Batolome and his troops arrived at the main village of Jaragua, where Bohechío had organized a celebration in honor of Colón with song and traditional dance. Upon the celebration coming to an end, Bohechío offered his personal residence to Colón that he may sleep in. There was peace throughout the next years until the chief's death, leaving his sister Anacaona to lead the Chiefdom of Jaragua as its queen.

=== Formation of the Municipality ===
Upon the beginning of the Luis Felipe Vidal revolution in 1860 - 1881, the town of Bohechío was populated during a time when people living in rural areas had no fixed place to stay, due to constant migration, raids, and looting, forcing the people to move to more remote and mountainous areas.

Among the first new arrival of settlers were the Ladies and Gentlemen, Anastasio and Manuel Piña, María Galván, Rosa Elvira de León, Marcelo Brioso, Orfelina Recio, Rafael and Secuandino Luciano, Celedonio and Alberto Luciano, Lolo Durán, and the Beltre and Adames families.

Before the formation of the municipality, the area's first settlers had named a mount in the eastern region "Cocobuí", subsequently naming the main town "Buí". It was not until July 24, 1942, when the name would be changed to "Bohechío" in honor of the Cacique.

By 1966, President of the Dominican Republic Joaquin Balaguer submits the order of Municipal District, and in 1974 was officially declared a municipality in the province of San Juan.

== Geography ==
The neighboring towns nearest to Bohechio are Padre Las Casas (6.4 km), Las Yayas de Viajama (20 km), and Guayabal (15.2 km) around where Rio Blanco and Rio Yaque del Sur meet.

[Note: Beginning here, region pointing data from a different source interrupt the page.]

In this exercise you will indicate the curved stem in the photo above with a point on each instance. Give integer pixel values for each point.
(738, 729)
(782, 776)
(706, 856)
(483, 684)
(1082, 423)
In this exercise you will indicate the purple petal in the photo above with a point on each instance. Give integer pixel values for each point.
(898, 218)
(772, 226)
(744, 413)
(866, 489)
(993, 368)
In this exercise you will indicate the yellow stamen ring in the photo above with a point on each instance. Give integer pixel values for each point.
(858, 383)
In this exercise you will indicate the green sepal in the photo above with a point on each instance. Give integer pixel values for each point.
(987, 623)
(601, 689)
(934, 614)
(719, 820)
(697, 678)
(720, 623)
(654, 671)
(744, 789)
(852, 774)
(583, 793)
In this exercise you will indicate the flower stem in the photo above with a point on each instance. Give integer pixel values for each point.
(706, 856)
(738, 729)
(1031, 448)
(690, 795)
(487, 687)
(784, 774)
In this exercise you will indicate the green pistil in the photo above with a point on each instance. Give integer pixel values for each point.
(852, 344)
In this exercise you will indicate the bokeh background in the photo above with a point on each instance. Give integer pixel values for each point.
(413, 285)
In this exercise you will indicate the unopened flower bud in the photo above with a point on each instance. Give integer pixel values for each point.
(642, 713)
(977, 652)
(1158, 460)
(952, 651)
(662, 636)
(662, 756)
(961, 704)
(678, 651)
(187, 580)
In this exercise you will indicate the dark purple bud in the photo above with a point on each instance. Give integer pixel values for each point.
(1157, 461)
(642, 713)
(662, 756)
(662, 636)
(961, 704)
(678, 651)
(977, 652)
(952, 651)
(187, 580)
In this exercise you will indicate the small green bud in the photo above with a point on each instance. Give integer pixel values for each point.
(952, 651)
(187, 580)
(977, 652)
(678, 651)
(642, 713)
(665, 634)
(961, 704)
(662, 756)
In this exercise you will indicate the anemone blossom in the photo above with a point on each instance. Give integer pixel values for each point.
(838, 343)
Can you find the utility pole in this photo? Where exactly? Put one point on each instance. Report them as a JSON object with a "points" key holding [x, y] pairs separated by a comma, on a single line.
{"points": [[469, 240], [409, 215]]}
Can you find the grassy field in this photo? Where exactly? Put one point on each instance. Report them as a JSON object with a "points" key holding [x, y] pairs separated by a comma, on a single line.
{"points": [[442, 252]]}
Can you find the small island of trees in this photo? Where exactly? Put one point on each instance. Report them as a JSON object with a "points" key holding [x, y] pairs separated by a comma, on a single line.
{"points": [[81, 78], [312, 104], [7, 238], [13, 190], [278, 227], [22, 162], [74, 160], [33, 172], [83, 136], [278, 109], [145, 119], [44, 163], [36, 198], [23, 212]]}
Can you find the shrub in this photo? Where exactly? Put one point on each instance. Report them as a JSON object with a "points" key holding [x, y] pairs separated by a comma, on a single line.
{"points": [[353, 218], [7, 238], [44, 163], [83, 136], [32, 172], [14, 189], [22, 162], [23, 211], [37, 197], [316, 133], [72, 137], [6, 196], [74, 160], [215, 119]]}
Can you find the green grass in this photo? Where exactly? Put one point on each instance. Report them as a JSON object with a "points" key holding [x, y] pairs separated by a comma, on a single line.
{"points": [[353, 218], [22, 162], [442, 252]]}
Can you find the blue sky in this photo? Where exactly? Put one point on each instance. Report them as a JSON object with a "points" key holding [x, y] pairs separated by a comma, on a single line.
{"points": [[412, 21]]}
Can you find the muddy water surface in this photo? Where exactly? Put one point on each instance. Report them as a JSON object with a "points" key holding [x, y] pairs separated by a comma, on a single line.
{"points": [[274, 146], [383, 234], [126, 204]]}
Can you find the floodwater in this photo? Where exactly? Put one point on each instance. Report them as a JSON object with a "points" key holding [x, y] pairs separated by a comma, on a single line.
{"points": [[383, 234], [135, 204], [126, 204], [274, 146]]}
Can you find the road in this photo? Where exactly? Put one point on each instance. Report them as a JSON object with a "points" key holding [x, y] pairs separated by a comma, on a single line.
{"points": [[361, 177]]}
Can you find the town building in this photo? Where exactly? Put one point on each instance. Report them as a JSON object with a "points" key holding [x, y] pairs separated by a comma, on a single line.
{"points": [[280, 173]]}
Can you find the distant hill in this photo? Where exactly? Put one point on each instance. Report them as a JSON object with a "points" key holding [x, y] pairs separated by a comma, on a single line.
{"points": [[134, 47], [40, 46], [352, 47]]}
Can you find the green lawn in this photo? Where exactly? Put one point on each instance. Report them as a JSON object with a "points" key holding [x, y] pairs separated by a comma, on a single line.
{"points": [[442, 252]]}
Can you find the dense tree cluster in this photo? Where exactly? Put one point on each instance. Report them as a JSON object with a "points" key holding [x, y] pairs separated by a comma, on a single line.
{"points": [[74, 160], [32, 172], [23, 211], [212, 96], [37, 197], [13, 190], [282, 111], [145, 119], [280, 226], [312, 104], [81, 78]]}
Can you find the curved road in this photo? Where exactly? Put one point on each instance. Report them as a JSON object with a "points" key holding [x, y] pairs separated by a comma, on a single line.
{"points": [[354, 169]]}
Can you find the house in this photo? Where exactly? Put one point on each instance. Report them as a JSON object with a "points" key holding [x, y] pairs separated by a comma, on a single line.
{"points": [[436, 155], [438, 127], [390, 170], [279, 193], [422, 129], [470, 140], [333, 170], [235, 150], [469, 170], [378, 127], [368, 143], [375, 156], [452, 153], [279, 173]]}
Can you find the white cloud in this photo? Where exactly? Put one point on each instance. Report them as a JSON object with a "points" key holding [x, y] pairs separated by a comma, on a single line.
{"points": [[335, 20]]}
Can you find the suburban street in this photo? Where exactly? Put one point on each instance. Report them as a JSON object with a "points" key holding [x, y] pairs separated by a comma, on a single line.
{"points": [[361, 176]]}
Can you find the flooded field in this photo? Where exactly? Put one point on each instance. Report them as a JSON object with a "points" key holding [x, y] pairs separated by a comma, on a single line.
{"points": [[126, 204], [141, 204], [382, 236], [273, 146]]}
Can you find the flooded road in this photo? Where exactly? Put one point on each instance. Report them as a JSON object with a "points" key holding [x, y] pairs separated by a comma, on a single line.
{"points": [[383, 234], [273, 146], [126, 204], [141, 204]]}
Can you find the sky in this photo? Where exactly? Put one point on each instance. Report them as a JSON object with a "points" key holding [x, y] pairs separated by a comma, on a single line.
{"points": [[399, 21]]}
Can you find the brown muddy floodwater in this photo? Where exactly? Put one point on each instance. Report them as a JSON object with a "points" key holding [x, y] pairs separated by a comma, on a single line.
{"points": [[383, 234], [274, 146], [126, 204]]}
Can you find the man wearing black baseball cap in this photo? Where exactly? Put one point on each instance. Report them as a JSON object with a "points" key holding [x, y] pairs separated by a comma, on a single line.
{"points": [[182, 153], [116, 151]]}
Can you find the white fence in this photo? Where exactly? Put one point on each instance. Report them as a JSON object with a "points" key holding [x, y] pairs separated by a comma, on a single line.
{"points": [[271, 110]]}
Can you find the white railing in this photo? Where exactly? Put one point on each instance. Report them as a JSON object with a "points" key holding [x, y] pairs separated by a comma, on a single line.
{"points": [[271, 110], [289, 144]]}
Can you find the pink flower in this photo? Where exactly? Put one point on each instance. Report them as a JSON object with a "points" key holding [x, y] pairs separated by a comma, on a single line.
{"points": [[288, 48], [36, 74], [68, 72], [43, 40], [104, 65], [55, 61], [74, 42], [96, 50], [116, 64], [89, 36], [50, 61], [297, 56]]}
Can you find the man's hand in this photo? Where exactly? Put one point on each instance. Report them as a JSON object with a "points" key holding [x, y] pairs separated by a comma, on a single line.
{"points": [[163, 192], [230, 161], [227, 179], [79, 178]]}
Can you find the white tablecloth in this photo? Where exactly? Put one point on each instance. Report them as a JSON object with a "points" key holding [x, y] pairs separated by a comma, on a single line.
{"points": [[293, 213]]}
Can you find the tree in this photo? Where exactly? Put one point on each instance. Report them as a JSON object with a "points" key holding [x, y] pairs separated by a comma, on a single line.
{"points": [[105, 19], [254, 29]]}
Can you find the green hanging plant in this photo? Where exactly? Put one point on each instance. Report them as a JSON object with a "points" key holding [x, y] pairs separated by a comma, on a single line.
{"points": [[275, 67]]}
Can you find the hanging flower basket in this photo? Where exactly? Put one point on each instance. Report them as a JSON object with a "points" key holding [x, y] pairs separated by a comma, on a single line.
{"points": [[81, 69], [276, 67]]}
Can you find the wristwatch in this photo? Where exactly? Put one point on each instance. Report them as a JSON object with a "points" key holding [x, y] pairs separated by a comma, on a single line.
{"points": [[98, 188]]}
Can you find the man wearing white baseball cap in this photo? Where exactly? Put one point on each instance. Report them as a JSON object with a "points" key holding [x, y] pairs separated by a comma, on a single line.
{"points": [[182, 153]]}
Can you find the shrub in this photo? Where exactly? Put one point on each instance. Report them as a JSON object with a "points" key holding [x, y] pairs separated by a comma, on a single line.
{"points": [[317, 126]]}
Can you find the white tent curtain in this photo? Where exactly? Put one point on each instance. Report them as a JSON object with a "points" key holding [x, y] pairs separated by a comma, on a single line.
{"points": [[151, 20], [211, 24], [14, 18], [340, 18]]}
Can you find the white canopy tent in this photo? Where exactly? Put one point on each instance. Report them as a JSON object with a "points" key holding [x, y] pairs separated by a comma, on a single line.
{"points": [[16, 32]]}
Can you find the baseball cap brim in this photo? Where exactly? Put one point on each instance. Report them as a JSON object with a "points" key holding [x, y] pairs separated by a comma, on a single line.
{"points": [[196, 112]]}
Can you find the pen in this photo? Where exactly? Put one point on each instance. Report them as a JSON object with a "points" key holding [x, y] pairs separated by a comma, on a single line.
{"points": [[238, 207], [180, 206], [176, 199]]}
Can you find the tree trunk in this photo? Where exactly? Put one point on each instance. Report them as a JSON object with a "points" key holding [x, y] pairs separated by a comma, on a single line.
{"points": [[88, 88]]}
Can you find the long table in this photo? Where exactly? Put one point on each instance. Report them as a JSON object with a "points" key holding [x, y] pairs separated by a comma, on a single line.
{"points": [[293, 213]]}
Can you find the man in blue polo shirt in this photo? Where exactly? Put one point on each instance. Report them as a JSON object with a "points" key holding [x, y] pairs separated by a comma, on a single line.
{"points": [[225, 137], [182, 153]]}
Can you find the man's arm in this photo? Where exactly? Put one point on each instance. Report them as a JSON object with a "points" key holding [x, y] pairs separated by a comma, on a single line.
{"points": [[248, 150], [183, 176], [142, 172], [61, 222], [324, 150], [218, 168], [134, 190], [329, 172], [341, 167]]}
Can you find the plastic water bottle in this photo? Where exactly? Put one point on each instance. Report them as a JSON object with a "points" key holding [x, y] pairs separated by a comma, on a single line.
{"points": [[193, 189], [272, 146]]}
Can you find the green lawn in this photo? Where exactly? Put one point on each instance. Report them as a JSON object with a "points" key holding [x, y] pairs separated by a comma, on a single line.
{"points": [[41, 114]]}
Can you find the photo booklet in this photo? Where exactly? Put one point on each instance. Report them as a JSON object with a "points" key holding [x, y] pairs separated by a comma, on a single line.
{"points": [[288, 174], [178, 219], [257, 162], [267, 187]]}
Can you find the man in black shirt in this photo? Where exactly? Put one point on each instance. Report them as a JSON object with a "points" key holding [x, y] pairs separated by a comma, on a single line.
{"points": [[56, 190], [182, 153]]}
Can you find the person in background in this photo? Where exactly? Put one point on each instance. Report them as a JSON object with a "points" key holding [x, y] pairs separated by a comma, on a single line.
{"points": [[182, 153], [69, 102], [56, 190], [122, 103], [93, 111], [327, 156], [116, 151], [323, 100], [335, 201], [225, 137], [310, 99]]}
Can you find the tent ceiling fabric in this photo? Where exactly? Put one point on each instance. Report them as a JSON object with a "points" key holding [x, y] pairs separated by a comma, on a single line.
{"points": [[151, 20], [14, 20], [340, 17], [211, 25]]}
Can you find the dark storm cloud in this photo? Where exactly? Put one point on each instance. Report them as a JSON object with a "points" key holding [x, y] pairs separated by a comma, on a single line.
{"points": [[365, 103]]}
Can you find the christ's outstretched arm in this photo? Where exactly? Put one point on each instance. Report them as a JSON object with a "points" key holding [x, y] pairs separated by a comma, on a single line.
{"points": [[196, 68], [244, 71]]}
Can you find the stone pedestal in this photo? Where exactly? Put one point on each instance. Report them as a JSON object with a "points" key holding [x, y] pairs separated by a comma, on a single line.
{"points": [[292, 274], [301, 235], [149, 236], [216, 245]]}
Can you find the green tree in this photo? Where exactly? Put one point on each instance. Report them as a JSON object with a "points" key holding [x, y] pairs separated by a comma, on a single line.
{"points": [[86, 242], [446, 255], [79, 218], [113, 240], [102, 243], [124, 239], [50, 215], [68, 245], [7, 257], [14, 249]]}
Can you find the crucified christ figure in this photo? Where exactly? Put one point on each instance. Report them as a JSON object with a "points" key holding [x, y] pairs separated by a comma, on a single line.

Rio Yaque del Sur is a vital body of water to the southern region of the Dominican Republic, rising at a height of 2,707 meters in the Cordillera Central's southern range. The river flows 183 kilometers downstream into a river delta in Bahía de Neiba. Its waters are very shallow, only allowing the passage of small rafts, and is a desired location for the planting of sugarcane, rice, beans, peanuts, bananas, plantains and rice.